Die ideale Gangart, die uns die größte Sicherheit beim Gehen und Laufen gibt und die Muskeln, Sehnen und das Skelett am wenigsten belastet, sieht so aus: Wir setzen zuerst die Ferse auf den Boden, dann rollen wir den Fuß bis zu den Zehenspitzen ab, um den Fuß vom Boden abzudrücken. Aber: Bei einer Fehlstellung der Füße oder verkürzter Achillessehne ist dieses gesunde Gangbild nicht möglich. Ein Spitzfuß ist eine Fußfehlstellung, bei der die Fersen beim Stehen und Gehen den Boden nicht berühren. „Menschen mit einem Spitzfuß gehen und stehen also nur auf dem Vorder- und Mittelfuß – im Extremfall sogar nur auf den Zehenspitzen“, meint Christian Sippel. Das nennt man auch Fersenhochstand. Die aus dieser Fehlstellung folgende Gangart ist der Zehenspitzengang. Die Füße rollen beim Gehen nicht ab. „Aus der Perspektive des Sprunggelenkes betrachtet, ist der Fuß beim Spitzfuß nach unten gebeugt – wie zum Beispiel beim Durchtreten des Gaspedals im Auto. Ein stark ausgeprägter Spitzfuß ist sogar ständig nach unten gebeugt und der Betroffene nicht in der Lage, den Fuß gerade auf den Boden zu stellen.“ Das Problem eines dauerhaften Zehenspitzenganges ist, dass Gelenke fehlbelastet werden und sich Muskeln verkürzen. Das kann zu eingeschränkter Beweglichkeit sowie Knie- und Hüftschmerzen führen. Mögliche Folgeerkrankungen sind Arthrosen im Sprunggelenk oder im Knie. Hinzu kommen leider meistens auch noch die typischen Hänseleien unter Kindern.

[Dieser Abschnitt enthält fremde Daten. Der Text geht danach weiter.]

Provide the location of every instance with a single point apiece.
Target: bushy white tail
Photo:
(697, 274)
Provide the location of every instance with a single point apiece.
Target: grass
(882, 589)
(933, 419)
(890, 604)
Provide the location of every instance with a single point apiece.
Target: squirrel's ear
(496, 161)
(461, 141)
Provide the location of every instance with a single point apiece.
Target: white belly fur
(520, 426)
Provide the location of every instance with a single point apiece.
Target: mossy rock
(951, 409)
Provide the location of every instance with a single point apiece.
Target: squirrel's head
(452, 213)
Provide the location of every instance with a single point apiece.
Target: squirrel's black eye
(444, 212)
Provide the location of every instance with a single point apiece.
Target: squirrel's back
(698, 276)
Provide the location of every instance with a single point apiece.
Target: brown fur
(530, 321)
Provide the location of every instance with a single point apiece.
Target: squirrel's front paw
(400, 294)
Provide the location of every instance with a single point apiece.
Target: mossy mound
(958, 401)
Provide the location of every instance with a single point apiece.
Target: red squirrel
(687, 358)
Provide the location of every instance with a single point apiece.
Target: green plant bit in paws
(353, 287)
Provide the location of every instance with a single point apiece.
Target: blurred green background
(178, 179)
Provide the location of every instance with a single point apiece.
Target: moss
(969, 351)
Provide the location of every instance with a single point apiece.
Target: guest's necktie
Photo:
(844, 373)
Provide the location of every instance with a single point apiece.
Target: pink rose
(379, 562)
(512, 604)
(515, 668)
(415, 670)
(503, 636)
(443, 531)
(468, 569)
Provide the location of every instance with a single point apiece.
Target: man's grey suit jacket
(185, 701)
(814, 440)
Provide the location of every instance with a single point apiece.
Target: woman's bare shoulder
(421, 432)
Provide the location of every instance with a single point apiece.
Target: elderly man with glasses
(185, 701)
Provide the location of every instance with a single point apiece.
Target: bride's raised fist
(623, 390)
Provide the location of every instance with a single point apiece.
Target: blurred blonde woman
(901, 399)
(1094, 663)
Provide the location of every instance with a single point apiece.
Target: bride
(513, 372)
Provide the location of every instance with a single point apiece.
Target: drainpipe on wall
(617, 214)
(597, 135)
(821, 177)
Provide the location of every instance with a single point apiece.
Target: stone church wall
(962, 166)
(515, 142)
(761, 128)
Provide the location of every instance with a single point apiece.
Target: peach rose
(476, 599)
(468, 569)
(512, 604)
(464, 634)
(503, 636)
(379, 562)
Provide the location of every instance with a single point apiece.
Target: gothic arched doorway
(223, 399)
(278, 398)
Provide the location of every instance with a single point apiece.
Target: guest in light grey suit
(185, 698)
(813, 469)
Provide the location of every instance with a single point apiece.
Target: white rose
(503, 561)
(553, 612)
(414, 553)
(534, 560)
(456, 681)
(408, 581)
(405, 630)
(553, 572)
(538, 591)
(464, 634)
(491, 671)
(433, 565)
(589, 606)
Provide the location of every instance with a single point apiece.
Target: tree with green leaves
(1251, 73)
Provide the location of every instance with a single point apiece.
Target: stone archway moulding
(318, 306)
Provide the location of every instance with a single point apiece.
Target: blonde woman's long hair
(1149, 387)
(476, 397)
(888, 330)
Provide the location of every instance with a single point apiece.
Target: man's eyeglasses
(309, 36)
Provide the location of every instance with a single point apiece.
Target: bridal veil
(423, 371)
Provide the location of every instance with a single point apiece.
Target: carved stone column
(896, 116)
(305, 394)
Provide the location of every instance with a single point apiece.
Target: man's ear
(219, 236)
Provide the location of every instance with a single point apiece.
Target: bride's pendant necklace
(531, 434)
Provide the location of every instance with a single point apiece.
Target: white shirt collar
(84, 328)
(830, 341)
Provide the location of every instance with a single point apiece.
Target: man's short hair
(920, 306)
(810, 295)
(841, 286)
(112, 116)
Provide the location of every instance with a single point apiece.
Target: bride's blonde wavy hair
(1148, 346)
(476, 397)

Ist die Entwicklung erst einmal zu weit fortgeschritten, kommen die Mädchen und Jungen um eine Operation nicht mehr herum. Verkürzte Achillessehnen müssen mit Hilfe eines Eingriffs verlängert werden. Im Erwachsenenalter reicht dieses meistens schon gar nicht mehr aus. „Deshalb sollten die Eltern einen Blick auf ihren Nachwuchs haben und Fingerspitzengefühl beweisen“, macht der Orthopäde die Dringlichkeit deutlich. „Spätestens zwischen dem zweiten und dritten Lebensjahr sollte sich der Vorfußgang wieder normalisiert haben und das Kind normal laufen. Ansonsten besteht die Gefahr, dass sich das Ganze einschleift und zur Gewohnheit wird. Der Gang zum Kinderarzt ist unumgänglich.“ Dieser sollte eine Physiotherapie mit Gangschulung verordnen. Ihr Ziel ist es, ein harmonisches Gangbild zu erreichen und bestimmte Muskeln zu aktivieren. Im Einzelfall wird auch mit dem Nachwuchs „richtig“ laufen geübt. Auf diese Art und Weise soll die Muskulatur gestärkt werden, die dagegen arbeitet. Helfen können auch Pyramiden-Einlagen, wenn die Physiotherapie keine messbaren Erfolge zeigt und die Kinder nach wie vor auf Zehenspitzen laufen. „Wenn alle Stricke reißen folgen Nacht-Lagerungsschienen oder Tag-Orthesen“, erläutert der Fachmann die gängige Praxis. „Damit haben die Kinder erst gar keine Möglichkeit mehr, falsch aufzutreten. Das Gangbild ändert sich danach relativ zügig.“

Ist die Entwicklung erst einmal zu weit fortgeschritten und die Kinder laufen immer noch auf den Zehenspitzen, kommen die Mädchen und Jungen um eine Operation nicht mehr herum.